Monday, July 20, 2015

Manhattan in June

Manhattan in June is about proms, graduation, Father's Day, and the Summer Solstice.  Normally, we would not be here for any of those days, but we were this past June.  It was chilly, and that was good.  We saw lots of people out enjoying the city around the many landmarks.

Candy selection in the Eataly Caffe

Where else but in New York City!

Conservatory Water or The Model Boat Pond in Central Park

Views from atop the Empire State Building

Looking Up!

Bill and Marge were in New York City, too, and had the free passes to the top!  We also all went to see a wonderful production of "Kinky Boots".

Columbus Circle at Midnight

The Metropolitan Museum of Art had an extensive and most beautiful exhibit, China: Through the Looking Glass.

Meanwhile, at the Museum of Modern Art, Andy Warhol: Campbell's Soup Cans and Other Works, 1953-1967 was showing.  I really liked all the Marilyns.

Jim took Roxie for a walk everyday we were there...around the block and into the park.

Finally the weather warmed and created a wonderful evening to participate in the 37th Annual Museum Mile Festival.  We wanted to go into the Guggenheim Museum, but the line was too long.  Instead, we took the long, right way, around the Reservoir home.  

I can hardly wait to go back.

Saturday, July 18, 2015

Beaches of Oaxaca

Beaches are my favorite places to be in the winter.  The Mexican state of Oaxaca has some beautiful ones including Mizunte, Augustinillo, Zipoliti, and La Perla.  They are uncrowded, clean, and warm with a variety of restaurants, bars, and hotels.  All you need are a few good books.

Friday, July 17, 2015


Mexico City was the first stop-over on our way to the beach.  Oaxaca was our second stop-over.  Arriving by bus after a long, but scenic, ride from Mexico City, we located our room then walked to the main plaza area.  One area was nearly covered with tents belonging to teachers who were striking for higher pay and better working conditions.  Posters of the university students recently killed were strung up also.  The tents and posters confused us and angered the citizens of Oaxaca who believe their plazas are being co-opted, limiting their enjoyment of their public space.

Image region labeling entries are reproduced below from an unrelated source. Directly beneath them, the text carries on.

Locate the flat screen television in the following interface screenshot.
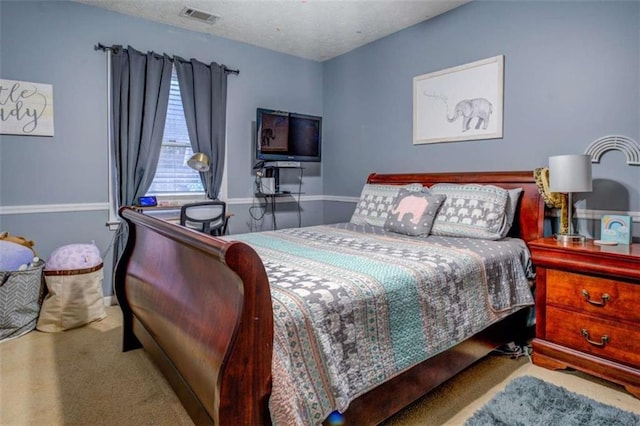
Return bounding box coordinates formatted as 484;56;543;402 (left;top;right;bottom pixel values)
256;108;322;162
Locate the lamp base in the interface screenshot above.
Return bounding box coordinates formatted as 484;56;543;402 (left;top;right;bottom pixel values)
553;234;587;243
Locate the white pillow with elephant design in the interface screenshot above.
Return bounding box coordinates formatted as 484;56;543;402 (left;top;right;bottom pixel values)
429;183;510;240
384;189;446;236
349;183;424;228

A wedding procession was in progress along one of the pedestrian streets.  Guests dressed all in white and holding colorful lanterns followed the dancing bride and groom.

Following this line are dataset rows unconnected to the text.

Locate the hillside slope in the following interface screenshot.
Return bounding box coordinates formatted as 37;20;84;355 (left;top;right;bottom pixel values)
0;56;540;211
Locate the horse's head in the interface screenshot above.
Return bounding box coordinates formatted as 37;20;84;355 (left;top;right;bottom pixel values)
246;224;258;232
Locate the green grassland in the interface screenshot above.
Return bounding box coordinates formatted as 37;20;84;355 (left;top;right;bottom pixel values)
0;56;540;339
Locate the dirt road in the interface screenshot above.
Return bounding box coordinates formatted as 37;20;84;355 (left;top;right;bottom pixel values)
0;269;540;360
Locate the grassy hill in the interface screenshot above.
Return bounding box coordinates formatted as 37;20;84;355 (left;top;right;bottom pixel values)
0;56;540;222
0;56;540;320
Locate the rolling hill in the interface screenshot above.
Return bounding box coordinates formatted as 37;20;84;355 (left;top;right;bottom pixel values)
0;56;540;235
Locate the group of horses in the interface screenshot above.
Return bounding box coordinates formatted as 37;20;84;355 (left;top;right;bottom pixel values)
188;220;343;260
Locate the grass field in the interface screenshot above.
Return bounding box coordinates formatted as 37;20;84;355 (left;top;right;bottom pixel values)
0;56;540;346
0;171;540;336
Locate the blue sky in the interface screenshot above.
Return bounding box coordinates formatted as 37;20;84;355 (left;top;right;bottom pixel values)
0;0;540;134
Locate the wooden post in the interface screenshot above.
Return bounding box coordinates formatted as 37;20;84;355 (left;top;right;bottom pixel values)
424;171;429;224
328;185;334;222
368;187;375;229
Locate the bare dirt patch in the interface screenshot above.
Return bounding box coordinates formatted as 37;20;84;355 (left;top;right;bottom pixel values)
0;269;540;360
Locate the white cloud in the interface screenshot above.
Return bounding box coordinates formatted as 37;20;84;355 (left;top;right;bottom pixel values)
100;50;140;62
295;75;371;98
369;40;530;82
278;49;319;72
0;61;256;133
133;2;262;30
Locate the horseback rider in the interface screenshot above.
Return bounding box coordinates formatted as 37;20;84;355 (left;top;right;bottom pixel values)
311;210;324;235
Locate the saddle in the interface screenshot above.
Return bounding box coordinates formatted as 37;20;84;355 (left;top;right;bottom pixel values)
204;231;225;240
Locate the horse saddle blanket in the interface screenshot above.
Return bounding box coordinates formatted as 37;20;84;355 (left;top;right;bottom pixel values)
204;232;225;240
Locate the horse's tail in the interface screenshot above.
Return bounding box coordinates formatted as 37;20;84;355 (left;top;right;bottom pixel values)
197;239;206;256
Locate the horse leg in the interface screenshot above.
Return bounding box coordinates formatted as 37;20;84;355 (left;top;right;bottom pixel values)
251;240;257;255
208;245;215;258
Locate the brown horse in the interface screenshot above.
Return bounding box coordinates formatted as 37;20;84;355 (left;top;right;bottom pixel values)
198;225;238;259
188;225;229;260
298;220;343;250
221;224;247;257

I took a bus out to Monte Alban to see the ruins.  The ball court is minus its ring.

The steps are steep.  It was a trek to the top, but the views were great.

Another smaller ruin was off to the north above the valleys that comprise the Oaxaca area.

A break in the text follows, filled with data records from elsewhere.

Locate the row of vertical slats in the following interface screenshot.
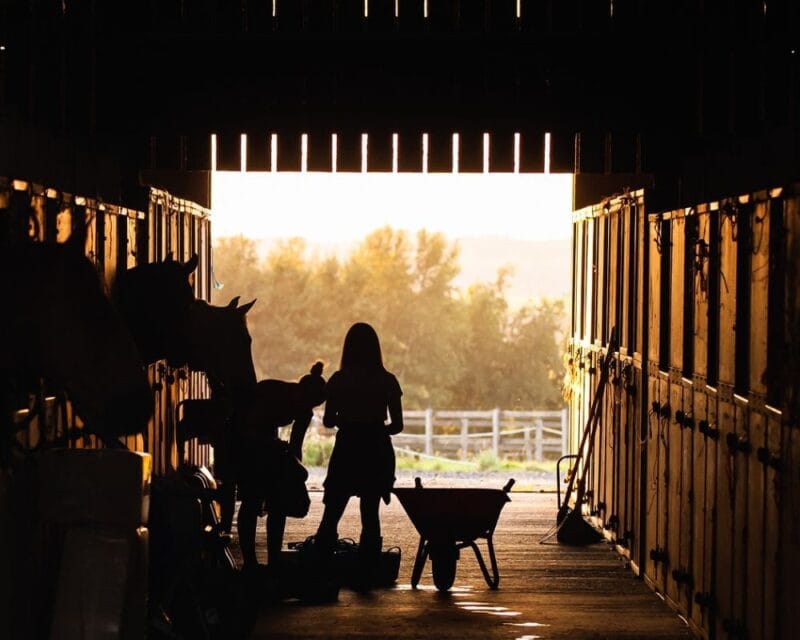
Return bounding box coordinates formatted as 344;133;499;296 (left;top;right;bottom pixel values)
571;188;800;638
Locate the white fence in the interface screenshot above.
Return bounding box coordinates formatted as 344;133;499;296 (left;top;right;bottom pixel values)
296;409;568;462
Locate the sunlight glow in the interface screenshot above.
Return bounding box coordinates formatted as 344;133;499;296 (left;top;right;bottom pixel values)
544;133;550;173
361;133;369;173
211;170;572;243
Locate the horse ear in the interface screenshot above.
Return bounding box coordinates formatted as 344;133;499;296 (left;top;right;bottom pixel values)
183;253;198;276
236;299;256;315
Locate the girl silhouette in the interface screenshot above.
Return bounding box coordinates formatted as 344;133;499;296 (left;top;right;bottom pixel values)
316;322;403;567
237;362;325;570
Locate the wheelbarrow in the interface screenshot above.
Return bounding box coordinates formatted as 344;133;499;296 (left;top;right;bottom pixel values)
394;478;514;591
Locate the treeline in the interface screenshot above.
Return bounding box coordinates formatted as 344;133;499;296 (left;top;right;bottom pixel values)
213;227;565;409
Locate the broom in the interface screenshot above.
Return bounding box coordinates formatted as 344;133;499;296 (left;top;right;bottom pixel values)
556;327;618;546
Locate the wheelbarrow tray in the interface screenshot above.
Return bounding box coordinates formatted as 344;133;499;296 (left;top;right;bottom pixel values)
394;487;510;591
394;488;510;541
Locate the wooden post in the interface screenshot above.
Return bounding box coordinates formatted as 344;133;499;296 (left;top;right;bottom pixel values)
425;409;433;456
492;409;500;457
522;420;541;462
535;418;544;462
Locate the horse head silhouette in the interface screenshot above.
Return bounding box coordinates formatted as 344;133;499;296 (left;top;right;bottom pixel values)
0;241;153;438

We drove out to Hierve El Agua, an area created by mineral deposits long ago.

Much gringo activity, many wonderful restaurants, tasty mezcal, indigenous ruins, and bountiful artisan diversity characterizes Oaxaca.

Monday, July 13, 2015

Mexico City

I have never been to Mexico City before, but Jim has.  It was very sweet of him to say that he would go one more time with me this past winter.  We stayed three nights at a well-located Airbnb apartment in the Zona Rosa District.  During those three days, we saw Chapultepec Park, the National Museum of Anthropology, Templo Major, and Frida Kahlo's Casa Azul.

This very tall building was just to the left of the entrance to Chapultepec Park.

The people in this mile-long line in the park are waiting for a healing blessing.

The National Museum of Anthropology displays nearly all the movable artifacts from all the historical sites around Mexico.  Copies replace some of them in their original places.

This is the original Mayan calendar that is copied onto countless t-shirts.

The pedestal is a fountain that holds up the center roof of the museum.

In 1989 I first toured Palenque with my friend Lisa.  We saw the tomb where these artifacts were discovered.  It was an empty tomb.  In the museum the tomb is recreated, and I finally got to see the many precious items that were taken from the original.


At the main Zocolo of Mexico City, we explored the Templo Mayor site and museum.  The original indigenous temple buildings were built here and added to over and over again.  After the Spanish conquered Mexico, the stones of the buildings were essentially recycled into new buildings over the old foundations for the conquerors.  It is only recently that the site has been excavated, artifacts removed to a new onsite museum, and self-guided tours created through the area.

On our last full day, we took the metro out to Frida Kahlo's Casa Azul.  It seemed to be a wonderful place to have lived.  I did not know about her paper mache sculptures.  The skeletons were her creations to reveal how empty and childless she felt as a result of the tragedy in her life.

I enjoyed Mexico City for the time I was there.  It would be a hard place for me to live due to the pollution.  But people enjoy life in Mexico City.